Fine tune with IMDB data. Course on https://huggingface.co/learn/nlp-course/en/chapter7/3?fw=tf  
The fine-tuned model will resemble the given corpus in NLP tasks
 - Domain adaptation/Transfer learning: This process of fine-tuning a pretrained language model on in-domain data  
 - Masked language modeling: predict missing word

In [1]:
from transformers import AutoModelForMaskedLM, AutoTokenizer
model_ckpt = "distilbert-base-uncased"
model = AutoModelForMaskedLM.from_pretrained(model_ckpt)
distilbert_num_parameters = model.num_parameters() / 1_000_000
print(distilbert_num_parameters)
tokenizer = AutoTokenizer.from_pretrained(model_ckpt)

66.98553


# How masked language model works

In [2]:
# Make prediction
import torch

text = "This is a great [MASK]."
inputs = tokenizer(text, return_tensors="pt")
outputs = model(**inputs)

token_logits = outputs.logits  # [batch, input_dim, vocab_dim]
mask_token_index = torch.where(inputs["input_ids"] == tokenizer.mask_token_id)[1]  # inputs["input_ids"] is two-dim
mask_token_logits = token_logits[0, mask_token_index, :]

top_5_tokens = torch.topk(mask_token_logits, k=5, dim=1).indices[0].tolist()
for token in top_5_tokens:
    print(f"'>>> {text.replace(tokenizer.mask_token, tokenizer.decode(token))}'")


'>>> This is a great deal.'
'>>> This is a great success.'
'>>> This is a great adventure.'
'>>> This is a great idea.'
'>>> This is a great feat.'


# Load IMDB data

In [3]:
from datasets import load_dataset
imdb_dataset = load_dataset("imdb")
print(imdb_dataset)
sample = imdb_dataset['train'].shuffle(seed=42).select(range(3))
for i in sample:
    print(i)

DatasetDict({
    test: Dataset({
        features: ['text', 'label'],
        num_rows: 25000
    })
    train: Dataset({
        features: ['text', 'label'],
        num_rows: 25000
    })
    unsupervised: Dataset({
        features: ['text', 'label'],
        num_rows: 50000
    })
})
{'text': 'There is no relation at all between Fortier and Profiler but the fact that both are police series about violent crimes. Profiler looks crispy, Fortier looks classic. Profiler plots are quite simple. Fortier\'s plot are far more complicated... Fortier looks more like Prime Suspect, if we have to spot similarities... The main character is weak and weirdo, but have "clairvoyance". People like to compare, to judge, to evaluate.
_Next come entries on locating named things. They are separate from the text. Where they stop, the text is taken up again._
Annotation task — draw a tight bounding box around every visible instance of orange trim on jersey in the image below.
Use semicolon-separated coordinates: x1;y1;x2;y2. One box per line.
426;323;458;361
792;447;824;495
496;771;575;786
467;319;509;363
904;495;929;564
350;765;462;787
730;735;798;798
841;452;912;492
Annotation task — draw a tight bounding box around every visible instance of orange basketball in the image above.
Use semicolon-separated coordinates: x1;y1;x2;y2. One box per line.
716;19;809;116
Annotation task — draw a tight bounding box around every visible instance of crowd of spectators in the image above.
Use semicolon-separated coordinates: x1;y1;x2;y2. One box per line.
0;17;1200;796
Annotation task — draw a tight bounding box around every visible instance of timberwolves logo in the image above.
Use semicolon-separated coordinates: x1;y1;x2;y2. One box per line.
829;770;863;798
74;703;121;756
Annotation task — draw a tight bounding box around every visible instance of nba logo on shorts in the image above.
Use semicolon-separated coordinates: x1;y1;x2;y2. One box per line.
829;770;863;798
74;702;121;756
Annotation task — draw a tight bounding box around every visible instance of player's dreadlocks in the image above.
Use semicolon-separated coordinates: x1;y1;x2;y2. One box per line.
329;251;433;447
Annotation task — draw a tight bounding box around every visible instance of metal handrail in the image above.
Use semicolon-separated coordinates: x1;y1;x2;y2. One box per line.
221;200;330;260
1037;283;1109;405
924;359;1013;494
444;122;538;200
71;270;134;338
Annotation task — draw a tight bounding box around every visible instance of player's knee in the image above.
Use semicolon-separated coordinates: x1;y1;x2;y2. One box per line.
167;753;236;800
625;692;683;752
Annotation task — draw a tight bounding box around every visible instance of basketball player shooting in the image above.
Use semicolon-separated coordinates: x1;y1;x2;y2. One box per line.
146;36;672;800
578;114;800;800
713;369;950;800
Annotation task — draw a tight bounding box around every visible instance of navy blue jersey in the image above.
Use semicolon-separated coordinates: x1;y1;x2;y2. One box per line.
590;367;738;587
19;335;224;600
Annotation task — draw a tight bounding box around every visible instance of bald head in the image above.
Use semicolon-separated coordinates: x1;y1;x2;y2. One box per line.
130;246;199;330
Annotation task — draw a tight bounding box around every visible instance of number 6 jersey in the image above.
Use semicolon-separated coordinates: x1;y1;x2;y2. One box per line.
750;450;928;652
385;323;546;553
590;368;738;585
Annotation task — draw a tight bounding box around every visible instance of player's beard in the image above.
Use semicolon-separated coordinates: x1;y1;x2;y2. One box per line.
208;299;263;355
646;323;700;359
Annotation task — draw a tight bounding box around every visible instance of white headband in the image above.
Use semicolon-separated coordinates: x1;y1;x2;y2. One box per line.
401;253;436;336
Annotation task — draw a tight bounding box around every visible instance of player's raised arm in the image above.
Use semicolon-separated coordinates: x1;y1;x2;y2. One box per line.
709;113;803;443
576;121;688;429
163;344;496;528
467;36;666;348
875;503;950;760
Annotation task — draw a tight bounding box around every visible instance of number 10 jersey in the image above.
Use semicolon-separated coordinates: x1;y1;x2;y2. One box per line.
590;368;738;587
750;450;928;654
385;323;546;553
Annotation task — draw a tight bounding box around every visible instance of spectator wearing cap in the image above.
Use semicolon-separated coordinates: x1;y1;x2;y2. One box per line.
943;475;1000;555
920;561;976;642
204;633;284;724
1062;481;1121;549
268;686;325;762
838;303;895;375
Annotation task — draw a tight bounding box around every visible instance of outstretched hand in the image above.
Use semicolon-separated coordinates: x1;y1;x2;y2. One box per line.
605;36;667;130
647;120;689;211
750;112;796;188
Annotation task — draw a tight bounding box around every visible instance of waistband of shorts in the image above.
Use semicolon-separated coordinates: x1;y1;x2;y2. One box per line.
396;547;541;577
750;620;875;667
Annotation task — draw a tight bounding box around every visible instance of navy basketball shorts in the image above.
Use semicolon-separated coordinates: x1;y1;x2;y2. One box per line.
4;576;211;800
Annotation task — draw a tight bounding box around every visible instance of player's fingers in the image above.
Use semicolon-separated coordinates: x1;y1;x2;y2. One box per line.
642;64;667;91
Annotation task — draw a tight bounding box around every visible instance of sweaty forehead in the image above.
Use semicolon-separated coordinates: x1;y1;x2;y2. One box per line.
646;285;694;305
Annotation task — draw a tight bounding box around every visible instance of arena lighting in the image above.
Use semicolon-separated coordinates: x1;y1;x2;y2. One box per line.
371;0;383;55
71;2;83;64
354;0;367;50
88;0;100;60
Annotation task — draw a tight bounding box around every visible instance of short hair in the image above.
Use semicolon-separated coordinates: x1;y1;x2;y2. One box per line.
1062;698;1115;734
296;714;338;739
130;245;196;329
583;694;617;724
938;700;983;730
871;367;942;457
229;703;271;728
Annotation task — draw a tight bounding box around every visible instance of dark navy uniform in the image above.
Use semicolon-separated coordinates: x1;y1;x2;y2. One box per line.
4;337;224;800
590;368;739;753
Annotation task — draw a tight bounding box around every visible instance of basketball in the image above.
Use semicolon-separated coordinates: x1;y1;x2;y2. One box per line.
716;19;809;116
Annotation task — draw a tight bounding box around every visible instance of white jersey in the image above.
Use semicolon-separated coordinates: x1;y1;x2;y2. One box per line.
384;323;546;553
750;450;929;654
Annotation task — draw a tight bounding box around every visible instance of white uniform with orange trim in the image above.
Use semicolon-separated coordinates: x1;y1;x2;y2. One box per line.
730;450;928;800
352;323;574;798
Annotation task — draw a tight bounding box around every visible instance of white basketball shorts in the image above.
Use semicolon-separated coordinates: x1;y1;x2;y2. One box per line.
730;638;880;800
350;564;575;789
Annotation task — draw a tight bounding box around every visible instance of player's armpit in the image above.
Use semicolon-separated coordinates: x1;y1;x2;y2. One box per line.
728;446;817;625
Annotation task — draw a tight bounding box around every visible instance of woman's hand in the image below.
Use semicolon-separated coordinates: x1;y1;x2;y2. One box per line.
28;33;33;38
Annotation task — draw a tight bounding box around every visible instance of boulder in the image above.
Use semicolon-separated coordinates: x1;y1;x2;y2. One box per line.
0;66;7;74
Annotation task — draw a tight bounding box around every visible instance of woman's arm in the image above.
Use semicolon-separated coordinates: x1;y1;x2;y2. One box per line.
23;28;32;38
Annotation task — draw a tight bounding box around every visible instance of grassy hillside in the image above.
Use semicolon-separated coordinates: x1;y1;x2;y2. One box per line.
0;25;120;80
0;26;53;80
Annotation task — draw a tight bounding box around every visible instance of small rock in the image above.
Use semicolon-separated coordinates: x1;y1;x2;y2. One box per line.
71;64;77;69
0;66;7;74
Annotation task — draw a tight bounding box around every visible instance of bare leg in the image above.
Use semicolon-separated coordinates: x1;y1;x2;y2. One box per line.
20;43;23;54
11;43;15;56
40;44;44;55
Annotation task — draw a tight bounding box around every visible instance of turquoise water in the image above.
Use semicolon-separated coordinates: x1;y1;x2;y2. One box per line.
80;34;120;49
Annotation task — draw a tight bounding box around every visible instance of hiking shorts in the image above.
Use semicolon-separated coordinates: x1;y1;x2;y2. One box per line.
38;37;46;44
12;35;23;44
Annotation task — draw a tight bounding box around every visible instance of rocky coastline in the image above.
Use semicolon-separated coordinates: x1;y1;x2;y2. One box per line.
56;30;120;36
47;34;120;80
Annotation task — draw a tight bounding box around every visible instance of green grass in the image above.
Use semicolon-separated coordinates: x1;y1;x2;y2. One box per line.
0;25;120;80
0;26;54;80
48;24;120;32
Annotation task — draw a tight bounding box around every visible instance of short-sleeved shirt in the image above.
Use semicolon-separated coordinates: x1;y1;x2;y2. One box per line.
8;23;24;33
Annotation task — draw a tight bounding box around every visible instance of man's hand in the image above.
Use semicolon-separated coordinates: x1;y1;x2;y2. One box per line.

How about just enjoying? Funny thing too, people writing Fortier looks American but, on the other hand, arguing they prefer American series (!!!). Maybe it\'s the language, or the spirit, but I think this series is more English than American. By the way, the actors are re

# Concatenate all the examples and then split the whole corpus into chunks of equal size. 
For corpus with sentences of various length, padding and truncating each sentence directly will waste space and lose info. Concat and then split can avoid that

In [4]:
# First tokenize the corpus as usual
def tokenize_function(examples):
    '''tokenize text, and save the word id of the whole word for word masking later '''
    result = tokenizer(examples["text"])
    if tokenizer.is_fast:
        result["word_ids"] = [result.word_ids(i) for i in range(len(result["input_ids"]))]
    return result

tokenized_datasets = imdb_dataset.map(
    tokenize_function, 
    batched=True,
    remove_columns=["text", "label"]
)

print(tokenized_datasets)


Map:   0%|          | 0/50000 [00:00<?, ? examples/s]

Token indices sequence length is longer than the specified maximum sequence length for this model (519 > 512). Running this sequence through the model will result in indexing errors


DatasetDict({
    test: Dataset({
        features: ['input_ids', 'attention_mask', 'word_ids'],
        num_rows: 25000
    })
    train: Dataset({
        features: ['input_ids', 'attention_mask', 'word_ids'],
        num_rows: 25000
    })
    unsupervised: Dataset({
        features: ['input_ids', 'attention_mask', 'word_ids'],
        num_rows: 50000
    })
})


In [5]:
# Then concatenate and split
chunk_size = 128
print(f"The maximum context size is: {tokenizer.model_max_length}; Choose a smaller chunk size for GPU limitation: {chunk_size}")

def group_texts(examples):
    # Concatenate all texts
    concatenated_examples = {k: sum(examples[k], []) for k in examples.keys()}  # why using .keys()?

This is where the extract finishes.